Nothing But Nets began our journey to Rwanda learning more about this breathtakingly beautiful little country—nicknamed “The Land of 1,000 Hills”—and the people who call it home. Our hosts with the United Nations High Commission on Refugees (UNHCR) greeted us and our partners with WWE and offered an overview of the country’s painful past.
Rwanda, a hilly, densely populated place suffered unimaginable horror during the 1994 genocide. Ethnic fighting claimed the lives of nearly 1 million people and displaced another 2 million. Our delegation had the opportunity to visit the infamous Hôtel des Mille Collines, where 1,268 people took refuge during those dark days of bloodshed, which inspired the film Hotel Rwanda.
In the nearly two decades since, Rwanda has recovered in many ways from this violent chapter. The nation’s healthcare system is one of the most sophisticated in the region. Legions of nurses and community health workers provide aid, health insurance is widespread, most children attend school, and the government provides critical preventative health tools such as bed nets.

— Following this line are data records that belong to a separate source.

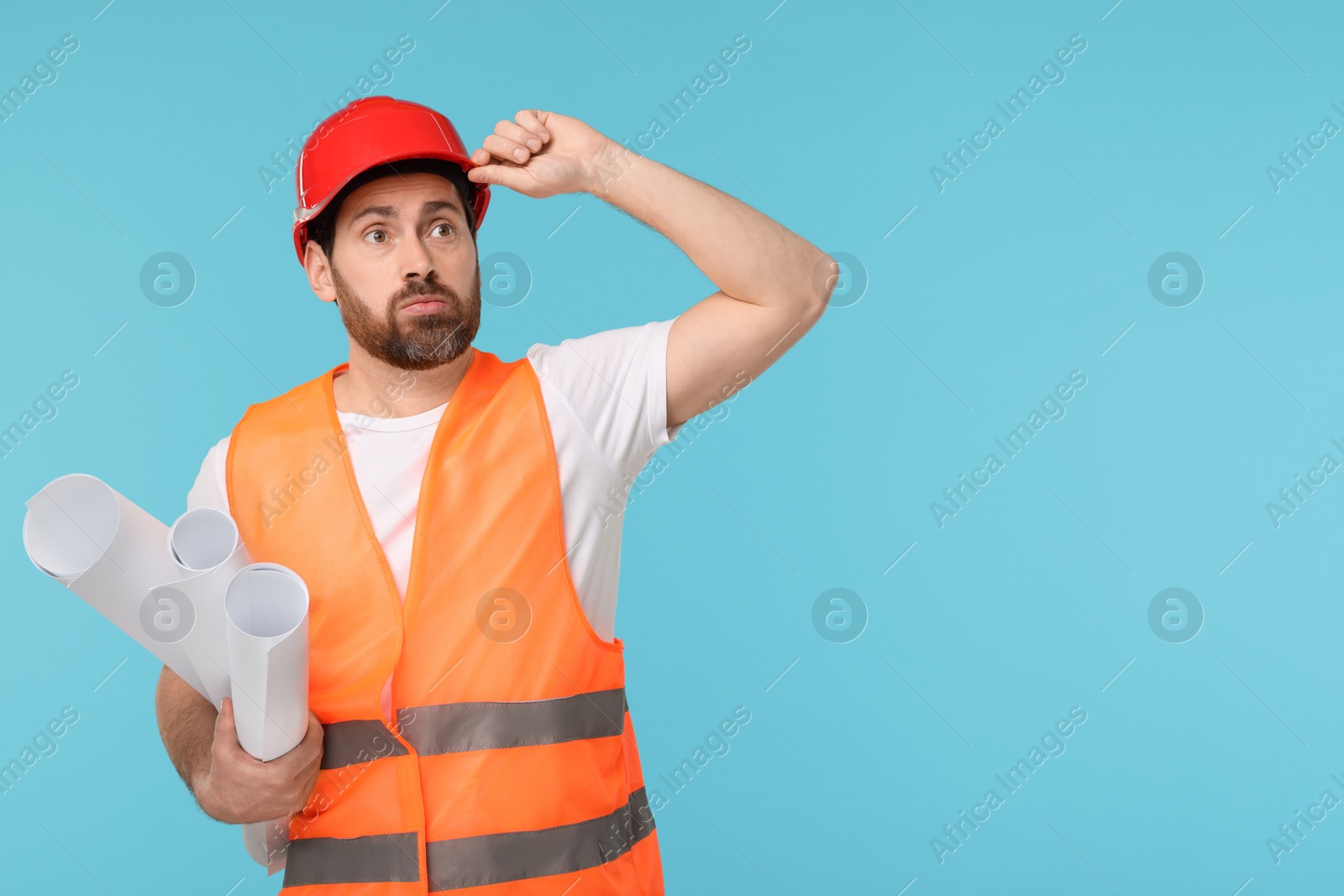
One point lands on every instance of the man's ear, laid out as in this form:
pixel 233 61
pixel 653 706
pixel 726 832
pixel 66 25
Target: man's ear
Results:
pixel 319 271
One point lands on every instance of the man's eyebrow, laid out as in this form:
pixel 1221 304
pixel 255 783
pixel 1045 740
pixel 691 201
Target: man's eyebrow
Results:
pixel 389 211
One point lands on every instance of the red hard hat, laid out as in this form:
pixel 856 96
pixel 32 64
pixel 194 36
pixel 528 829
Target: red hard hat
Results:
pixel 369 132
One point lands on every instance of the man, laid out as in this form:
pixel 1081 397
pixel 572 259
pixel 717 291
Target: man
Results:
pixel 452 516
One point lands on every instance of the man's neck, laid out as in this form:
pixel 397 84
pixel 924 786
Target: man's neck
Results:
pixel 376 389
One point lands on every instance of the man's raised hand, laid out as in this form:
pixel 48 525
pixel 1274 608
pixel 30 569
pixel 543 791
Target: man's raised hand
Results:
pixel 542 154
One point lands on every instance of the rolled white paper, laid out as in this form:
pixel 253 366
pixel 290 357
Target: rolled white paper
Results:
pixel 206 546
pixel 266 611
pixel 268 842
pixel 101 546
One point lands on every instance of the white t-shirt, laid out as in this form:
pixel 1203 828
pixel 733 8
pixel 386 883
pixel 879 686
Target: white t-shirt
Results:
pixel 605 398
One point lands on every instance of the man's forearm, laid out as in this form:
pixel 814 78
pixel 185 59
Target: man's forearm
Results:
pixel 186 725
pixel 746 254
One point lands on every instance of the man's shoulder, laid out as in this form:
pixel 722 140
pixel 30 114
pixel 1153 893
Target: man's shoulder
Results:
pixel 591 354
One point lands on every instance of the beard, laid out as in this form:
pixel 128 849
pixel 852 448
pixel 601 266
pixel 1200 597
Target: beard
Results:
pixel 421 342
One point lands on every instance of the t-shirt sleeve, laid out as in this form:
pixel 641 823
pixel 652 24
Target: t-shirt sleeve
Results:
pixel 616 382
pixel 208 490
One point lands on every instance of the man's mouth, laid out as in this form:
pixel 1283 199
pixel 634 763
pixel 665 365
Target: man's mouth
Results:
pixel 423 307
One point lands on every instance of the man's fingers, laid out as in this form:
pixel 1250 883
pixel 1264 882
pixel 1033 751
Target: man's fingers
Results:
pixel 531 120
pixel 501 175
pixel 503 148
pixel 519 134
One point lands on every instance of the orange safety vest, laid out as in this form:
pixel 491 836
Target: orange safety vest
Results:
pixel 510 765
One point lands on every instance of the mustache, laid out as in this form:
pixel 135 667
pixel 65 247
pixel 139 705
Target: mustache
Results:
pixel 418 289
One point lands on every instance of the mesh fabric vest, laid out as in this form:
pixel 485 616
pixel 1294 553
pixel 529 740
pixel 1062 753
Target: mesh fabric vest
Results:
pixel 508 766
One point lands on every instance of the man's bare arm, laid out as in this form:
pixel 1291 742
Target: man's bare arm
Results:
pixel 186 726
pixel 773 284
pixel 230 785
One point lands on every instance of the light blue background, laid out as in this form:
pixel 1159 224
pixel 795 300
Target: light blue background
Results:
pixel 1028 266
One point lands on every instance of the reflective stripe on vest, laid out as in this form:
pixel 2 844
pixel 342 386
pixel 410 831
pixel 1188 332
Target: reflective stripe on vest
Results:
pixel 459 727
pixel 347 743
pixel 472 862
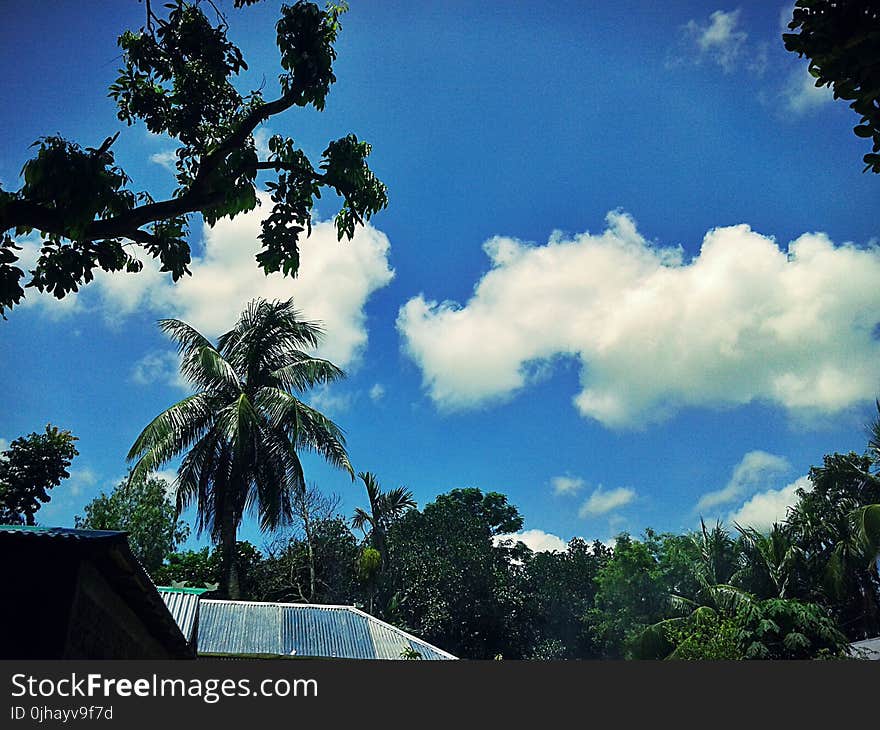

As a result, the malaria news is good: malaria rates are dropping among young children and pregnant women across Rwanda. Health officials say the disease was the leading killer of children just a few years ago. Since 2000, malaria cases have dropped by 75 percent, in large part thanks to the distribution of bed nets, rapid diagnostic tests, and prompt treatment. The government is working toward zero malaria deaths by 2017.
Now, violence is forcing families from Democratic Republic of the Congo (DRC) to the safety of Rwandan refugee camps to the east. 65,000 refugees have fled to Rwanda, the vast majority women and children from DRC. This is Rwanda’s rainy season, creating the perfect conditions for the mosquitoes that carry malaria to multiply. Rwanda has made great strides battling the disease among its people. But with more refugees arriving every day, the malaria problem is always expanding, said Neimah Warsame, UNHCR Representative for Rwanda. Just 60 percent of refugees in Rwanda sleep beneath insecticide-treated bed nets. And many refugees living in the Rwandan mountains have no natural immunity, local officials said.
That’s why Nothing But Nets has traveled here, to help provide much-needed life-saving mosquito nets to families—along with precious peace of mind. As Warsame with UNHCR said, mosquitoes might be small, but they create seriously big challenges.